Monday, April 16, 2007

YOU KNOW IT'S TOO MUCH WHEN.....

You know your kids are watching too much TV when:

1. Your 3 year old is having a conversation with you when he starts quoting some line from a movie but he can’t say the word just right.

2. Your 6 year old is lip-syncing the whole DVD – in perfect timing.

3. Your 3 year old can recite by heart every single ad on TV without looking.

4. Your 3 year old starts repeatedly jumping off the bed yelling “I’m flying”

5. Your 3 year old sees a girl in a bikini and states "that ‘dusting"(disgusting).!!!

6. Your 6 year old starts lying in front of the fan acting like Ariel.

7. You start wondering if the remote control in fact does have legs.

8. The only DVDs you ever see in the player are from Walt Disney Pictures.

9. You have the theme song of ‘Lady and the Tramp’ or ‘Toy Story’ stuck in your head all night and you can't sleep.

10. You start lip-syncing Walt Disney Picture DVDs – in perfect timing.

11. You start answering the voice wafting from the other room and then realize there is no one there.

12. You start wondering if you are truly sane.


Copyright 2007. Rebecca Laklem.

Sunday, April 01, 2007

Burning the Midnight Oil

Our 3 year old made his statement, when asked to take his nap, "I don't want to sleep! It's not nighttime yet". Needless to say, naps during the day have taken a fast backseat for our youngest son. Come nightfall though, weird things occur. Nightfall does weird things to people, people of all shapes and sizes. It is like when the natural lights turn off outside, another switch turns on, it is literally like pressing the fast-forward button, or a battery-operated toy that just won't turn off.

Our 6 year old is doing perfect cartwheels across the floor (she'd make it into the Olympics, if not for her skill, then for her record-breaking for sure), the 3 year old doing well with forward rolls. He has his own version of cartwheels which he himself aptly calls 'broken wheels'.

Jumping on our big king-sized bed is a firm favourite, though forbidden fruit, everyday the law goes out but to no avail at this twilight hour. Perhaps teaching them to read, will get them to see that 'bed' and 'trampoline' have absolutely nothing in common and that 'bed' actually looks like a bed.

Usually, our ten year old is the first to sleep, then the older girls, (our elder son has his own time frame) but our dynamic duo (Miss 6 and Master 3) are burning the candle at both ends, still expending the last of their energy stores, and boy - do they have energy to spare!! 9:30pm comes and Mum (that's me) climbs into bed. Then the jumping on the bed switches to jumping on me. Master 3 decides to do a workout schedule using my legs as the apparatus, my arms and legs doing umpteen weight-lifts and push-ups, then, there are the piggybacks and horsey-rides.
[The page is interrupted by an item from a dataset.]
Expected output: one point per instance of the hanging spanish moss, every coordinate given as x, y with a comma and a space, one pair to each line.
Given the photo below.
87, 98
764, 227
On very rare occasions, it gets the better of even the main players in this whole charade. After taking his evening bath one night, Master 3 throws himself a fit of a tantrum! Big sister marches him in, in front of me with a look of 'Do something about it Mum' in her eyes. Tantrums are definite no-nos and normally after a firm reprimand, he corrects himself, but this was monster-sized and nothing was working. Finally having to raise my voice above the crescendo, I ordered him to go straight to bed. He climbs into bed still making a ruckus of noise and then he suddenly says: 'I'm sorry, Mummy', amid "aahh haaaa"s. (Funny creatures 3 year olds, aren't they?! God certainly has a sense of humour and throws the humour in at the mostly unlikely times). I stroked his hair and lay down beside him, ‘It's time to calm down little man’, I said. Within a few seconds, he was asleep.
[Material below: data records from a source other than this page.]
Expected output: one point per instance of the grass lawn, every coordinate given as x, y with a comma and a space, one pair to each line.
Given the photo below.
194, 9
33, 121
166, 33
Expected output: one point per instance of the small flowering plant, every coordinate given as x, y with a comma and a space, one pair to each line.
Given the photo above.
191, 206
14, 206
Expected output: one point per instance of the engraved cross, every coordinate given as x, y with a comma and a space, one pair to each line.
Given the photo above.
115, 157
With 7 kids down the track, you’d think I would have a bedtime routine down to pat, but no, even when my 16 year old was only 2, I never dreamed that it would succumb to the ‘old car-ride around the block’ routine but with her it was either that,or bed at after midnight.

But one thing that continues to amaze me and puzzle me at the same time, is that my husband has this knack of just saying the word ‘sleep’ and they are out like a light immediately. Now just how does he do it?!!

That’s just the kids, now the husband….We both work long hours and are constantly at the beck and call of others (no it is not just the kids either). It appears the only time that we are undisturbed is in the early hours of the morning. Somehow God designed our body clocks to awaken at precisely the same time, at 4am!! Usually it is for a middle of the night visit to the toilet, but many-a-time woe to me if hubby sees I am awake, he will take the 'opportunity' to dictate some letters with me in the still of the night.

Despite burning the midnight oil most nights, I still manage to get up at my usual 5:45am wake up call, - besides, a woman needs her ‘quiet’ time too.